We compare the Rormula to the well-established and way more mature package Formulaic. The tests create a formula in Wilkinson notation and sample 100 random data points. The output on my machine is
- test just numerical 100 rows
Rormula took 0.0009s
Rormula asdf took 0.0213s
Formulaic took 0.1193s
- test numerical and categorical 100 rows
Rormula took 0.0032s
Rormula asdf took 0.0149s
Formulaic took 0.1705s
- test just numerical 100000 rows
Rormula took 0.2240s
Rormula asdf took 0.2895s
Formulaic took 0.2300s
For the first and forth lines that start with Rormula took
, we have separated categorical and numerical data beforehand.
For the result in the second and fifth lines that start with Rormula asdf took
, we pass and receive pandas dataframes.
The time is measured for 100 applications of the formula. We used a small data set with 100 rows. For more rows, e.g., 10k+, formulaic becomes competitive and better.

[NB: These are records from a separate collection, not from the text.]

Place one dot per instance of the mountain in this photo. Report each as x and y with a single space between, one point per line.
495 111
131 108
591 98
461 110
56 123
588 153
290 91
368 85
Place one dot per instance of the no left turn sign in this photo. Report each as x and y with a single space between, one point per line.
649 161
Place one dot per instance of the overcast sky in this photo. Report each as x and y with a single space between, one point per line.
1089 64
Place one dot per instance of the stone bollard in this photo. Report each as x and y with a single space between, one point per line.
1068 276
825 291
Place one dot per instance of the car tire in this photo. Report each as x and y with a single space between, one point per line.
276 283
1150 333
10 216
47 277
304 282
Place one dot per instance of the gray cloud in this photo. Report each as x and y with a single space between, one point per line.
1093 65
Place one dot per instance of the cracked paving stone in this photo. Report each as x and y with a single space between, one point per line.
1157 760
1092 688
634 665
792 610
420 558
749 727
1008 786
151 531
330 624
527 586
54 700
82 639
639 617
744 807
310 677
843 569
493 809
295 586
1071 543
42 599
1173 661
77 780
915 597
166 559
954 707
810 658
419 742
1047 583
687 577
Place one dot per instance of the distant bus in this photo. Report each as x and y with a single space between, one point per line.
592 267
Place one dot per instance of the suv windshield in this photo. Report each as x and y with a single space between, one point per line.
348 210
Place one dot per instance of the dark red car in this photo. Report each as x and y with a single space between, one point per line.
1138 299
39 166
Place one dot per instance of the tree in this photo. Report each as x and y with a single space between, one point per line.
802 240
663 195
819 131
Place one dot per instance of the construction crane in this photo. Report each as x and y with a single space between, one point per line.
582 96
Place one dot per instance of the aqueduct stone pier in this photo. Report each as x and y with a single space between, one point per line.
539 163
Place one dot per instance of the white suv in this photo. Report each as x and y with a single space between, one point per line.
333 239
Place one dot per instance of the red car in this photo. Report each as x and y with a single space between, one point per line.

We use Counts for profiling Rust code.
To run profiling one can use
maturin develop --release --features print_timings
python test/test_wilkinson.py 2> counts.txt
counts -i -e counts.txt
see rormula/profile.sh
.
To profile other specific parts of the Rust-code use the timing!
-macro.
let res = timing!(some_calculation(), "name of some calculation");
Note that running in profiling mode makes the whole program slower and the time measurements of the section above will not hold anymore.